Cuando el hombre me dice estas últimas palabras, vuelvo a mirar el álbum. Y al apreciar esos muebles entre futuristas y económicos, me digo que a su manera, don Giovanni Bianco también fue un artista como Giorgione. Porque mientras su paisano pintaba los frescos de la catedral para esa pequeña ciudad amurallada, Giovanni fabricaba el mobiliario con un diseño muy original para esa otra ciudad que, sin murallas ni feudos, parecía más pequeña e indefensa, solitaria en medio de la pampa que no tiene fin.
Iván Wielikosielek
Amor en “blanco y blanca”
En italiano, “Blanca” se dice “Bianca”. Y doña Blanca Trento, hija de un inmigrante del Véneto también, confiesa que “mi papá siempre me llamaba Bianca. Así que quizás no haya sido casualidad que me haya casado con alguien de apellido Bianco, que quiere decir Blanco ¿no?”. Y tras la declaración de esta coincidencia, me cuenta su historia de amor.

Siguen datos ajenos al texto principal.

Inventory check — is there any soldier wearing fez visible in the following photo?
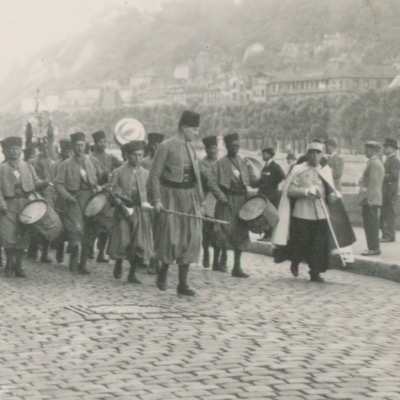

“Como los Bianco eran recién llegados, todavía no tenían entrada en la Sociedad Italiana. Así que mi hermano los invitaba a comer siempre. Eso era porque Giovanni se había hecho amigo de mi papá. A él siempre le gustó hablar con los inmigrantes viejos e incluso en una época salían a vender juntos; mi papá vidrios y él muebles. Así que venían a casa los domingos. Cuando llegaban los Bianco, comprábamos una bolsa de pan de todo lo que comían. Y en esos almuerzos nos empezamos a conocer y a enamorar. Solían llegar los cuatro con el coronel Rosignoli, que había perdido una pierna en la guerra y tocaba el piano. Rosignoli tocaba y los Bianco cantaban en italiano tomando vino, mientras yo estudiaba literatura en una cocinita. Se ve que mucho no me interesaba la literatura porque le eché el ojo a Giovanni (risas). Nos pusimos de novios en el 55. El tenía 29 años y yo 17. Mi mamá tenía un julepe que me casara. Cómo será que una vez ella viajó a Italia y se fue directo a Castelfranco para averiguar sus antecedentes. Pero cuando vio el castillo no le quedaron dudas (risas). Igual nos casamos 8 años después, en el ´63. Giovanni quería ahorrar plata para no tener que depender de nadie. Llevamos 53 años de casados con 3 hijos, 10 nietos y un bisnieto. Mi vida fue mi familia y el colegio San Antonio, donde entré hace 75 años y hace unos pocos meses que me jubilé. Ahora a Giovanni lo aceptan en la Sociedad Italiana y no es para menos… Mi hermano “Chochi” es el presidente… ¡Y hasta trajo el banner para que nos sacaras la foto!”